RG – Cette métaphore ménagère de la dette est utilisée pour que le public adhère à une politique qui en réalité n'a aucun sens sur le plan économique. Mais elle a un sens sur le plan social. C'est un choix de classe qui permet de détourner des ressources publiques vers les détenteurs de la dette publique et de déshabiller l’État pour justifier ensuite des politiques de destruction de l’État social.
Le premier ferment de la guerre sociale, c'est quand vous dites aux gens : "Si vous n'acceptez pas de baisser votre salaire, vous allez perdre votre emploi." La "paix néolibérale" consiste à demander aux gens de se satisfaire de la violence qu'ils subissent au quotidien : chantage à l'emploi et violence managériale. Confronté à ses propres contradictions, le "modèle" néolibéral n'a désormais plus d'autre solution que de faire taire la contestation par la répression et le contrôle de la parole publique, à l'université ou dans les médias. Avec un risque de fuite en avant et la recherche de boucs émissaires.

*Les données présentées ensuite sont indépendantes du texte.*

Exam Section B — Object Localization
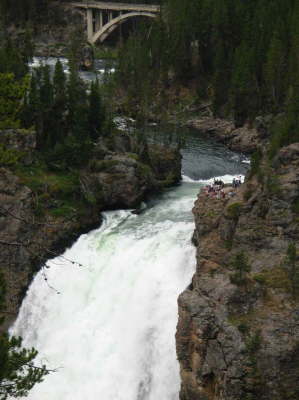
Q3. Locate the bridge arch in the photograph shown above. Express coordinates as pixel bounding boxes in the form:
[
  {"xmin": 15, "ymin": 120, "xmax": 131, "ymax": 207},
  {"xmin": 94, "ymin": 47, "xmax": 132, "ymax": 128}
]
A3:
[{"xmin": 90, "ymin": 11, "xmax": 157, "ymax": 44}]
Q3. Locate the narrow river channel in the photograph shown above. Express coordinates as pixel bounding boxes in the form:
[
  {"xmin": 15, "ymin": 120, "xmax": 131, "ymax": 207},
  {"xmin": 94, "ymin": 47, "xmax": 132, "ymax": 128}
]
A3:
[{"xmin": 12, "ymin": 128, "xmax": 248, "ymax": 400}]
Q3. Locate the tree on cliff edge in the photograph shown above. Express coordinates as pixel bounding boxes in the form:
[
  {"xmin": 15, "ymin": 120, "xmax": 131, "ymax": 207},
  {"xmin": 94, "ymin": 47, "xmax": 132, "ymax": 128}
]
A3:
[{"xmin": 0, "ymin": 273, "xmax": 50, "ymax": 400}]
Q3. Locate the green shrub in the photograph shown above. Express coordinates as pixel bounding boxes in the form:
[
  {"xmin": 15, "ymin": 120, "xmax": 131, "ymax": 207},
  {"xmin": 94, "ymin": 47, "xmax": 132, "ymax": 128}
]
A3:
[
  {"xmin": 246, "ymin": 330, "xmax": 262, "ymax": 355},
  {"xmin": 226, "ymin": 202, "xmax": 242, "ymax": 219},
  {"xmin": 230, "ymin": 251, "xmax": 251, "ymax": 285},
  {"xmin": 253, "ymin": 274, "xmax": 267, "ymax": 285},
  {"xmin": 292, "ymin": 198, "xmax": 299, "ymax": 214},
  {"xmin": 0, "ymin": 144, "xmax": 24, "ymax": 167},
  {"xmin": 243, "ymin": 189, "xmax": 253, "ymax": 201},
  {"xmin": 266, "ymin": 174, "xmax": 280, "ymax": 195},
  {"xmin": 89, "ymin": 160, "xmax": 119, "ymax": 172},
  {"xmin": 249, "ymin": 149, "xmax": 263, "ymax": 177}
]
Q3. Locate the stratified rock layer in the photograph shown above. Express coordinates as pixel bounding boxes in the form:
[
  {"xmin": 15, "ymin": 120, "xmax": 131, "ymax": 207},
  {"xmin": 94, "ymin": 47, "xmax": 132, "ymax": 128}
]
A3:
[
  {"xmin": 176, "ymin": 143, "xmax": 299, "ymax": 400},
  {"xmin": 0, "ymin": 130, "xmax": 181, "ymax": 330}
]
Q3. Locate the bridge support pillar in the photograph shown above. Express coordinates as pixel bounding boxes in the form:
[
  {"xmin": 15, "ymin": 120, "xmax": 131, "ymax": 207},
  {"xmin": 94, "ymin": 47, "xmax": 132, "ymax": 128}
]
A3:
[
  {"xmin": 87, "ymin": 8, "xmax": 93, "ymax": 43},
  {"xmin": 95, "ymin": 10, "xmax": 103, "ymax": 32}
]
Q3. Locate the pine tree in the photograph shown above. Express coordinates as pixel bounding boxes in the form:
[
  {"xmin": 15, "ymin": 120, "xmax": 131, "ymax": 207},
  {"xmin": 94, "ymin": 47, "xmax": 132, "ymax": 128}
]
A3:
[
  {"xmin": 88, "ymin": 80, "xmax": 104, "ymax": 140},
  {"xmin": 231, "ymin": 251, "xmax": 251, "ymax": 285},
  {"xmin": 285, "ymin": 243, "xmax": 299, "ymax": 296},
  {"xmin": 50, "ymin": 60, "xmax": 67, "ymax": 147}
]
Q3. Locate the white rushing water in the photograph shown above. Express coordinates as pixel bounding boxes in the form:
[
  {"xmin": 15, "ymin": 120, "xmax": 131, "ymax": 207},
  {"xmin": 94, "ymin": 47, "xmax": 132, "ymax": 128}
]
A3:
[{"xmin": 13, "ymin": 182, "xmax": 206, "ymax": 400}]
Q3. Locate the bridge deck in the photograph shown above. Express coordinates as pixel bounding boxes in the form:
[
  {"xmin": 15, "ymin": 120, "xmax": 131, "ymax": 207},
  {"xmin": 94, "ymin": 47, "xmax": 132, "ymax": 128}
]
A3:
[{"xmin": 69, "ymin": 1, "xmax": 160, "ymax": 13}]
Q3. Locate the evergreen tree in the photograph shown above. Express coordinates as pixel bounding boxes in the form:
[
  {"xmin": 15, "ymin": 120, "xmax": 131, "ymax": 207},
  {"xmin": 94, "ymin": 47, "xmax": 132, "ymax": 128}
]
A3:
[
  {"xmin": 50, "ymin": 60, "xmax": 67, "ymax": 147},
  {"xmin": 0, "ymin": 73, "xmax": 29, "ymax": 129},
  {"xmin": 231, "ymin": 251, "xmax": 251, "ymax": 285},
  {"xmin": 88, "ymin": 80, "xmax": 104, "ymax": 140},
  {"xmin": 285, "ymin": 243, "xmax": 299, "ymax": 296}
]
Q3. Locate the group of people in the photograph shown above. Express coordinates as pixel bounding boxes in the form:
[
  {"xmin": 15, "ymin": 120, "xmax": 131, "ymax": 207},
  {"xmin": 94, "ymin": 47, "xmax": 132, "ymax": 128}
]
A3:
[
  {"xmin": 203, "ymin": 176, "xmax": 242, "ymax": 199},
  {"xmin": 232, "ymin": 176, "xmax": 242, "ymax": 188}
]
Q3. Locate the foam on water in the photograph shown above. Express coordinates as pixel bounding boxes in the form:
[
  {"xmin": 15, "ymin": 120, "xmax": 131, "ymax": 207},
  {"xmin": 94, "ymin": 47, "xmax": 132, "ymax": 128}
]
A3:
[
  {"xmin": 182, "ymin": 174, "xmax": 245, "ymax": 184},
  {"xmin": 13, "ymin": 184, "xmax": 198, "ymax": 400}
]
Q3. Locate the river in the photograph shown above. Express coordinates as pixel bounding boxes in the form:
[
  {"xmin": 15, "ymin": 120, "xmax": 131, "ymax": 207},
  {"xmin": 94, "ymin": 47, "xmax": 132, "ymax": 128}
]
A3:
[{"xmin": 12, "ymin": 127, "xmax": 248, "ymax": 400}]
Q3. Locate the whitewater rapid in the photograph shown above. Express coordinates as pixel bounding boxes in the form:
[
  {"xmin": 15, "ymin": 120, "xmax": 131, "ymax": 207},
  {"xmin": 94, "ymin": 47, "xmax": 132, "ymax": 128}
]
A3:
[{"xmin": 13, "ymin": 183, "xmax": 206, "ymax": 400}]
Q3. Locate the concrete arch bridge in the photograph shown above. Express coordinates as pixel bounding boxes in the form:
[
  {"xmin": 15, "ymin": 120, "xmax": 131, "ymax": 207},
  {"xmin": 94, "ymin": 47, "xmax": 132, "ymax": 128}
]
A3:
[{"xmin": 70, "ymin": 1, "xmax": 160, "ymax": 44}]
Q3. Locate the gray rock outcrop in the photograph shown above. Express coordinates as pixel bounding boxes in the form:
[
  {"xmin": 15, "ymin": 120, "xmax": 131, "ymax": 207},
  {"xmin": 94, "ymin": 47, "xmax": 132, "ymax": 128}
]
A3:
[{"xmin": 176, "ymin": 143, "xmax": 299, "ymax": 400}]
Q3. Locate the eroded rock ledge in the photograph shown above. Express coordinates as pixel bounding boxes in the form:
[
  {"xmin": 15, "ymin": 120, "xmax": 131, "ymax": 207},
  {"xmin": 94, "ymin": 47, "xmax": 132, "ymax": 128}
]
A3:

Pour moi, le danger réside dans une convergence entre ces néolibéraux et une extrême droite qui n'a pas de projet économique, mais qui a un projet de société autoritaire. Il est possible que ces mouvements, néolibéraux globalistes et néolibéraux nationalistes, se retrouvent dans un mélange de réformes néolibérales et de politiques xénophobes et autoritaires. » (pp. 282-283).